O Brasil perdeu a muito tempo a noção do absurdo.
A imbecilidade impera em todas as instituições alimentada por degeneração crônica da moral que leva a putrefação generalizada e mortal da sociedade saudável.
O remédio vai ter que ser a altura dos absurdos nefastos onde advogados de defesa já se transformaram a muito tempo de cúmplices a chefes do crime organizado.
Pena de morte é pouco. Só mais um pouquinho e vão conseguir inculcar na cabeça do povão que o Juiz Sérgio Moro é o canalha dessa questão.

Boa sorte. Vai que cola. 


A interpretação do ilustre juiz, com a qual concordo, é razoável e fulcra-se em boa doutrina. Os julgadores de instâncias inferiores não são obrigados a seguir a jurisprudência das supriores, nem mesmo do STF o qual não proclamou o seu entendimento a esse respeito, em súmula vinculante.

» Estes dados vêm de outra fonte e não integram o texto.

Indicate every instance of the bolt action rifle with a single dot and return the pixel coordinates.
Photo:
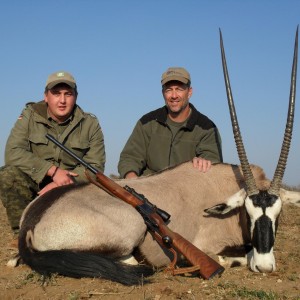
(155, 219)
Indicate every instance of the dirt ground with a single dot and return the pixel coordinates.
(235, 283)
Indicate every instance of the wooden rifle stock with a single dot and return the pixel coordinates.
(208, 267)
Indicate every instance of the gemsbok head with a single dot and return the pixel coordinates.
(263, 206)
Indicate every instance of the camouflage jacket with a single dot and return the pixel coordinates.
(28, 149)
(153, 147)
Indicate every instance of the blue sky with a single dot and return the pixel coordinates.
(117, 51)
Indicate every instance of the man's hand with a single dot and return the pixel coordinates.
(63, 177)
(201, 164)
(60, 177)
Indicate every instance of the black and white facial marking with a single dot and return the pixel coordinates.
(263, 210)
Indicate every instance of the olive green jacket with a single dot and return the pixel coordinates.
(152, 146)
(28, 149)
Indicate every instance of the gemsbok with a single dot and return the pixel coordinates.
(82, 231)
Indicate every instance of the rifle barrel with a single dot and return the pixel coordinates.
(81, 161)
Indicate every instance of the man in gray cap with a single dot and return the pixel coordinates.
(172, 134)
(33, 165)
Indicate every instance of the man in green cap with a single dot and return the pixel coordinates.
(33, 165)
(172, 134)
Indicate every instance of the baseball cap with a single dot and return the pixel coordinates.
(177, 74)
(60, 77)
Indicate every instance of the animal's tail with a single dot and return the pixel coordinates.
(82, 264)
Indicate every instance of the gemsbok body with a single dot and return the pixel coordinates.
(81, 230)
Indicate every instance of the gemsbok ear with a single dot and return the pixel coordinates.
(234, 201)
(290, 197)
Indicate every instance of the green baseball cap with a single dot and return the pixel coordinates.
(176, 74)
(60, 77)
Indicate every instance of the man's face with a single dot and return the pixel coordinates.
(176, 95)
(61, 100)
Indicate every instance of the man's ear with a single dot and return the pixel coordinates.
(190, 92)
(46, 97)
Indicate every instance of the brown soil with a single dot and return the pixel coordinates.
(235, 283)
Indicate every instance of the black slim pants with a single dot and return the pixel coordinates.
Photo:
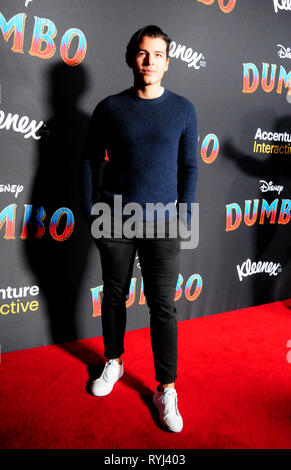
(159, 261)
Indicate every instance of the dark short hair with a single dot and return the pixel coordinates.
(153, 32)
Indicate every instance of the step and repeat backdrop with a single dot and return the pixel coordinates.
(59, 58)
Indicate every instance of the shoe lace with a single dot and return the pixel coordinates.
(109, 371)
(169, 400)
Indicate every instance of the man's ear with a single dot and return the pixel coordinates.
(167, 63)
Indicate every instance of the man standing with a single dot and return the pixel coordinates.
(150, 136)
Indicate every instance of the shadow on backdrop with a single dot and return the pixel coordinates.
(59, 265)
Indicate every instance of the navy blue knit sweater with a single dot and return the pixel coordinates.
(151, 145)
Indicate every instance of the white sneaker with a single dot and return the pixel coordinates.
(111, 373)
(166, 403)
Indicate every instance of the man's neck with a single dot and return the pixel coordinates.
(148, 92)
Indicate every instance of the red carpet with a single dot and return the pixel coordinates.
(234, 389)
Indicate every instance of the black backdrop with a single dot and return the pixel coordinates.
(58, 59)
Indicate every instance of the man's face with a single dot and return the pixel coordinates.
(151, 61)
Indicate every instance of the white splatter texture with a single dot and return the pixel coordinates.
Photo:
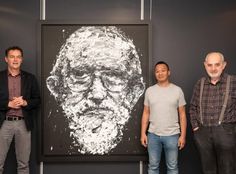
(97, 79)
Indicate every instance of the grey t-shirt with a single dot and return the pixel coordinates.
(163, 103)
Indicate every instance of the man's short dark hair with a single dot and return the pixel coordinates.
(13, 48)
(164, 63)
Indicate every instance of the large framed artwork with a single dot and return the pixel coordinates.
(93, 79)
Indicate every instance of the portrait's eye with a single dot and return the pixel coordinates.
(115, 82)
(79, 80)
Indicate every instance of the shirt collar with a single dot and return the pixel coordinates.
(9, 74)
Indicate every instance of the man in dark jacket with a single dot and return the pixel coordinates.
(19, 99)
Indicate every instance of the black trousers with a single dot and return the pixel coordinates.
(217, 147)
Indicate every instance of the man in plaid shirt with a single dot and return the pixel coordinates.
(213, 117)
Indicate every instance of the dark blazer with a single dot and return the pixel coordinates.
(29, 91)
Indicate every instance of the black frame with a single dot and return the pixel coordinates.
(42, 54)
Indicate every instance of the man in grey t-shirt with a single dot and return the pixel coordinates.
(165, 118)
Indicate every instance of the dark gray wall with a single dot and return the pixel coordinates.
(183, 32)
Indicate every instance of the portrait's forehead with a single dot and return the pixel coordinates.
(98, 43)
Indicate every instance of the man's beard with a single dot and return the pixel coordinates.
(96, 130)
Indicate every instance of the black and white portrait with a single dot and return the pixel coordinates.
(93, 82)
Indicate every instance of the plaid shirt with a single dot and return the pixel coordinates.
(212, 101)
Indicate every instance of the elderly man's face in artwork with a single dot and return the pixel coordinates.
(97, 80)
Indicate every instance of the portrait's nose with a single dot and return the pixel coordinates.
(97, 91)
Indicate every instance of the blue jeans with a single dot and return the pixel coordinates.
(170, 145)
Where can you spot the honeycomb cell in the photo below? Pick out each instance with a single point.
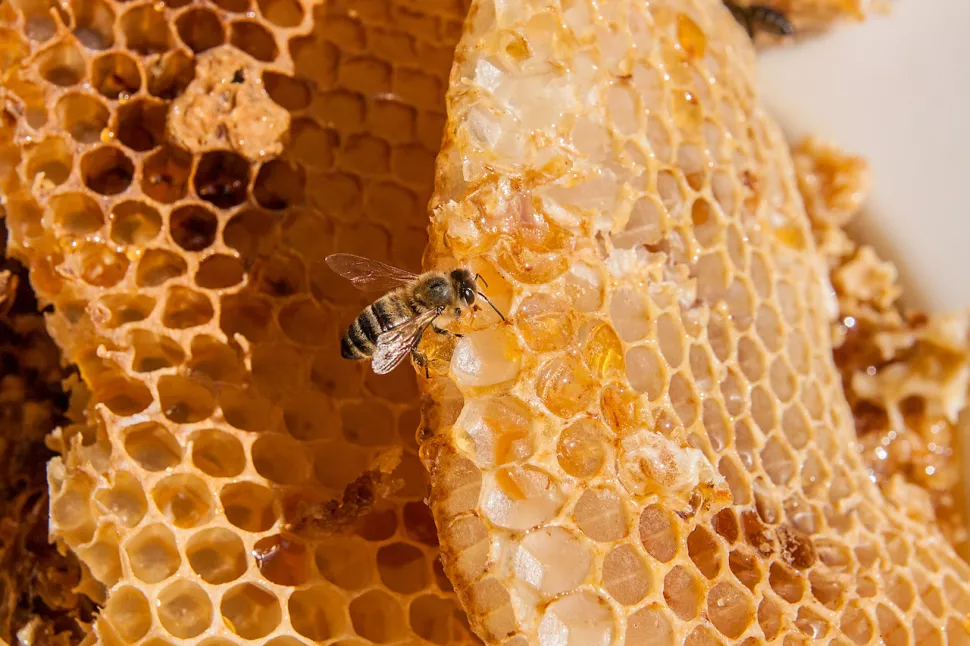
(811, 623)
(599, 513)
(133, 223)
(183, 400)
(730, 609)
(183, 499)
(367, 424)
(316, 613)
(172, 75)
(93, 23)
(103, 559)
(282, 559)
(123, 396)
(185, 308)
(152, 446)
(625, 575)
(704, 551)
(200, 29)
(279, 185)
(786, 583)
(577, 619)
(487, 358)
(146, 30)
(345, 563)
(184, 609)
(84, 117)
(552, 560)
(646, 371)
(107, 170)
(222, 178)
(165, 174)
(649, 626)
(254, 39)
(770, 617)
(157, 266)
(76, 213)
(437, 620)
(582, 448)
(115, 75)
(683, 592)
(289, 92)
(403, 568)
(193, 227)
(658, 533)
(219, 272)
(141, 124)
(249, 506)
(153, 554)
(217, 555)
(376, 616)
(521, 497)
(61, 64)
(252, 611)
(565, 386)
(128, 613)
(51, 159)
(891, 628)
(282, 13)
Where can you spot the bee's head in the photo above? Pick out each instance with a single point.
(464, 285)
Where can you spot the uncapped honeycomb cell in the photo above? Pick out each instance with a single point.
(691, 473)
(42, 592)
(902, 370)
(174, 175)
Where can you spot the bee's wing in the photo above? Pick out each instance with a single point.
(396, 343)
(369, 275)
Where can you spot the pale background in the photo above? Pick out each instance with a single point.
(897, 90)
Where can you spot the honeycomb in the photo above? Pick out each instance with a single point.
(655, 446)
(180, 241)
(905, 373)
(810, 17)
(216, 488)
(38, 601)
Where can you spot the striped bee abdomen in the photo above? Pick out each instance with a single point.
(360, 341)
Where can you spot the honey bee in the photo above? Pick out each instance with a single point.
(391, 328)
(759, 16)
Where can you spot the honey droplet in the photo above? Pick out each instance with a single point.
(791, 236)
(506, 481)
(624, 410)
(688, 113)
(603, 353)
(545, 322)
(282, 559)
(581, 450)
(690, 37)
(517, 47)
(565, 386)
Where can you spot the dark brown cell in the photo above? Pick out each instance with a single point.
(254, 39)
(107, 170)
(193, 227)
(165, 175)
(222, 178)
(141, 124)
(200, 30)
(115, 75)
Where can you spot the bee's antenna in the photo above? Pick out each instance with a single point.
(492, 305)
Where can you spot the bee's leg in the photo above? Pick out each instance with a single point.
(421, 359)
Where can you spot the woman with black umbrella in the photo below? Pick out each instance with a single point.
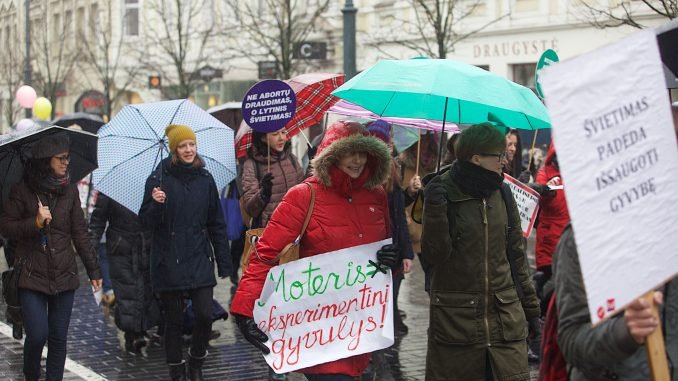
(43, 214)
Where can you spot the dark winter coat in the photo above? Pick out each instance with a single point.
(553, 214)
(475, 311)
(398, 220)
(606, 352)
(188, 230)
(53, 269)
(347, 213)
(128, 248)
(286, 173)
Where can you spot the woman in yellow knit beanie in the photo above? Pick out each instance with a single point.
(180, 136)
(181, 206)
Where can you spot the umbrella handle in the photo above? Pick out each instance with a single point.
(304, 135)
(534, 142)
(416, 169)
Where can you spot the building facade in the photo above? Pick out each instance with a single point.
(142, 45)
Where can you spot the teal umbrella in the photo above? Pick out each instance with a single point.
(446, 90)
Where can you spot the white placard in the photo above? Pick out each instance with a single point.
(617, 152)
(527, 201)
(326, 307)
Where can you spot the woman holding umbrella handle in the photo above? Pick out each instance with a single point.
(46, 232)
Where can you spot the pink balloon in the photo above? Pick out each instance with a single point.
(26, 96)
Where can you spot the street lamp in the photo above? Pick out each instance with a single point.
(349, 12)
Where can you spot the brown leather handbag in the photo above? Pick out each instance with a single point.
(288, 254)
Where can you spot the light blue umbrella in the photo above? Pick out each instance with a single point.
(133, 143)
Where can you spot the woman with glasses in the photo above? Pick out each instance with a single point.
(478, 314)
(44, 215)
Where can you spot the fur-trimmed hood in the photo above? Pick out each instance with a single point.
(343, 138)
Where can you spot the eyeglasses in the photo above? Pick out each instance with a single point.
(499, 156)
(63, 159)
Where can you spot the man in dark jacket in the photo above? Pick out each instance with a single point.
(479, 305)
(128, 249)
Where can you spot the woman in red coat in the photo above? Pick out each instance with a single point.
(350, 209)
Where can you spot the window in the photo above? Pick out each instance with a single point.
(93, 19)
(131, 20)
(80, 24)
(523, 74)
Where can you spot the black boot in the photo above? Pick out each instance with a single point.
(195, 366)
(178, 371)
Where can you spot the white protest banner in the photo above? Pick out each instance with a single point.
(326, 307)
(617, 152)
(527, 201)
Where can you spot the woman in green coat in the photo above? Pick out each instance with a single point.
(478, 315)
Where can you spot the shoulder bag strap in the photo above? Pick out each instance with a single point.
(296, 242)
(507, 196)
(311, 204)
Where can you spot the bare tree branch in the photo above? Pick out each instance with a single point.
(626, 12)
(435, 30)
(180, 39)
(270, 33)
(55, 53)
(103, 51)
(11, 77)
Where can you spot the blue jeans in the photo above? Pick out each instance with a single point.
(329, 377)
(46, 317)
(105, 272)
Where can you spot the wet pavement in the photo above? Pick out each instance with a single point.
(95, 347)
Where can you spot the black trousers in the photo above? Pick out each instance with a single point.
(173, 311)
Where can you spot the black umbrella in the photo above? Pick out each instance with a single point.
(88, 122)
(667, 38)
(15, 150)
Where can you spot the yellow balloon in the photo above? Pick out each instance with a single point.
(42, 108)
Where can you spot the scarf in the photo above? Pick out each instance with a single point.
(52, 184)
(474, 179)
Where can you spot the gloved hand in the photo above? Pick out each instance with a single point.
(311, 151)
(223, 271)
(266, 185)
(252, 333)
(534, 327)
(542, 189)
(435, 192)
(388, 255)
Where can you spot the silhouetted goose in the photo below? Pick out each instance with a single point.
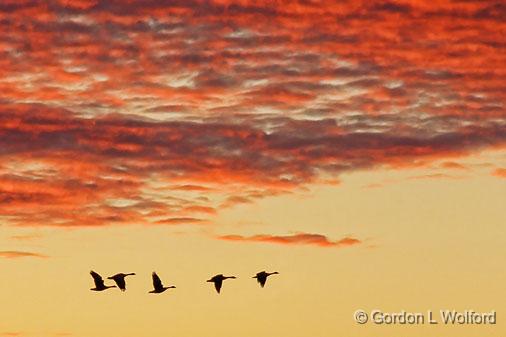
(157, 284)
(99, 282)
(218, 280)
(262, 277)
(120, 280)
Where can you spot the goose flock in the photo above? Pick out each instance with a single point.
(158, 286)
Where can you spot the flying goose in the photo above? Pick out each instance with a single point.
(120, 280)
(218, 280)
(262, 277)
(158, 286)
(99, 282)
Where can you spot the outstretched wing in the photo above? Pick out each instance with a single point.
(217, 284)
(261, 278)
(157, 283)
(99, 282)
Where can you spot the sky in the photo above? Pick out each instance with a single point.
(356, 147)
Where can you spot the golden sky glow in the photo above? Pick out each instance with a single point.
(357, 147)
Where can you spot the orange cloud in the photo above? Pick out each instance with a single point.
(296, 239)
(12, 254)
(500, 172)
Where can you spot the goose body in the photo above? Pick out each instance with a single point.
(218, 281)
(157, 285)
(120, 280)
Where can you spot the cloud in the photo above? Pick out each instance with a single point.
(296, 239)
(12, 254)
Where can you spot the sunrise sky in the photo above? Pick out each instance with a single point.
(357, 147)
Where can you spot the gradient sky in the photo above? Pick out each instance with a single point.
(357, 147)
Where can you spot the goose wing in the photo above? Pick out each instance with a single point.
(262, 279)
(157, 283)
(217, 284)
(99, 281)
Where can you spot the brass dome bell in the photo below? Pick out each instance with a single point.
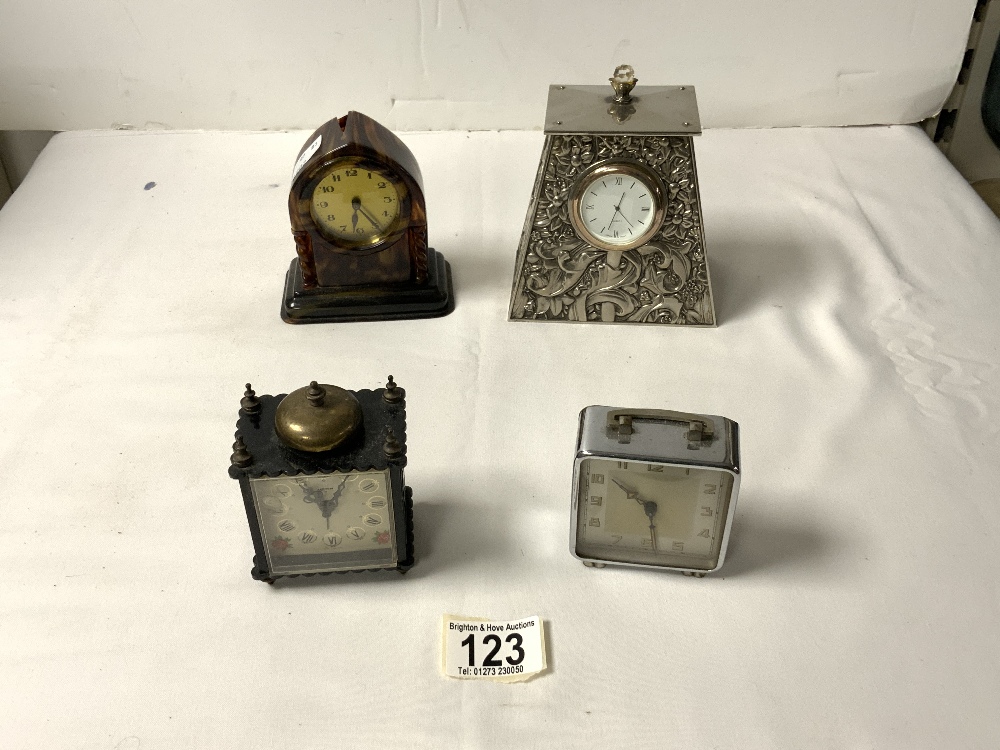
(317, 418)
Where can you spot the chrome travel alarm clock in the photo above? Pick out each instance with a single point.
(360, 226)
(654, 488)
(321, 471)
(614, 226)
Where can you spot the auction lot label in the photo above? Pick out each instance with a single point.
(475, 649)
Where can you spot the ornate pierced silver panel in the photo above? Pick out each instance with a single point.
(559, 274)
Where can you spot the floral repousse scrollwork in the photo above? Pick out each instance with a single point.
(564, 278)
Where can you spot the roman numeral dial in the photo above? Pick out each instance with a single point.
(617, 206)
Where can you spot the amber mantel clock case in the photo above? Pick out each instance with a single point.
(360, 226)
(614, 226)
(321, 472)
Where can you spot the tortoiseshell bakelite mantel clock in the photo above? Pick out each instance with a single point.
(360, 228)
(321, 471)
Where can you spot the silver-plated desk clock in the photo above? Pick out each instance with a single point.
(654, 488)
(614, 226)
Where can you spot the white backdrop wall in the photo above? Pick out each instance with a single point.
(467, 64)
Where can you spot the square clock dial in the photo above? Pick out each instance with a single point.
(654, 488)
(326, 522)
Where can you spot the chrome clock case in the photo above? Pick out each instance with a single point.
(565, 273)
(662, 462)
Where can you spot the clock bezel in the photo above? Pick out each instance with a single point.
(270, 458)
(614, 167)
(593, 441)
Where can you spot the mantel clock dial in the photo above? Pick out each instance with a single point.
(614, 228)
(321, 472)
(654, 488)
(360, 227)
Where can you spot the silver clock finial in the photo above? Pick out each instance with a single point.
(623, 81)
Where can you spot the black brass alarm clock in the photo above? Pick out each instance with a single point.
(321, 471)
(360, 226)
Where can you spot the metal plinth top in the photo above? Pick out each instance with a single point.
(651, 110)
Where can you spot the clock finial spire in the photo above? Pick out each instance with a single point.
(623, 81)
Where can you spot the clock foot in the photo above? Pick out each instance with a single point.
(387, 302)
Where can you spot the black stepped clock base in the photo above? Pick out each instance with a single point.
(259, 574)
(344, 305)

Pelo que depreende-se do trecho da decisão do Juiz, depósitos vultuosos eram feitos pelo Deputado Pedro Correa na conta do seu chefe de gabinete, Sr. Ivan Vernon. Esse último, foi denunciado pelo MP por lavagem de dinheiro.

Embora tratar-se de crime doloso e que somente se consuma com o resultado (material), não é tema pacífico na doutrina a possibilidade de se admitir dolo eventual em tais delitos. Contudo, se o agente percebeu um certo perigo, é possível que tenha agido na esteira do elemento subjetivo.

Fica difícil não perceber a ilicitude em reiterados depósitos vultuosos em sua conta corrente, feitas pelo seu chefe (que no caso tratava-se de um Deputado Federal, e que jamais, pelo menos em tese, precisaria da ajuda do seu subordinado para guardar dinheiro). Fica claro ai a percepção do perigo de agir por parte de Ivan Vernon.

É óbvio que não basta apenas uma certa consciência da ilicitude, mas a percepção de um perigo real quando dessas transações financeiras. Imagina seu chefe depositando grandes quantias em dinheiro na sua conta corrente, realizando saques e novos depósitos. Isso reiteradamente?

Como nos ensina Claus Roxin: "não basta uma consciência potencial, marginal, ou um sentimento. Deve-se averiguar se o agente percebeu o perigo de agir, e se assumiu o risco de contribuir para um ato de lavagem" (Derecho Penal)

E aguardar para assistirmos os recursos que virão.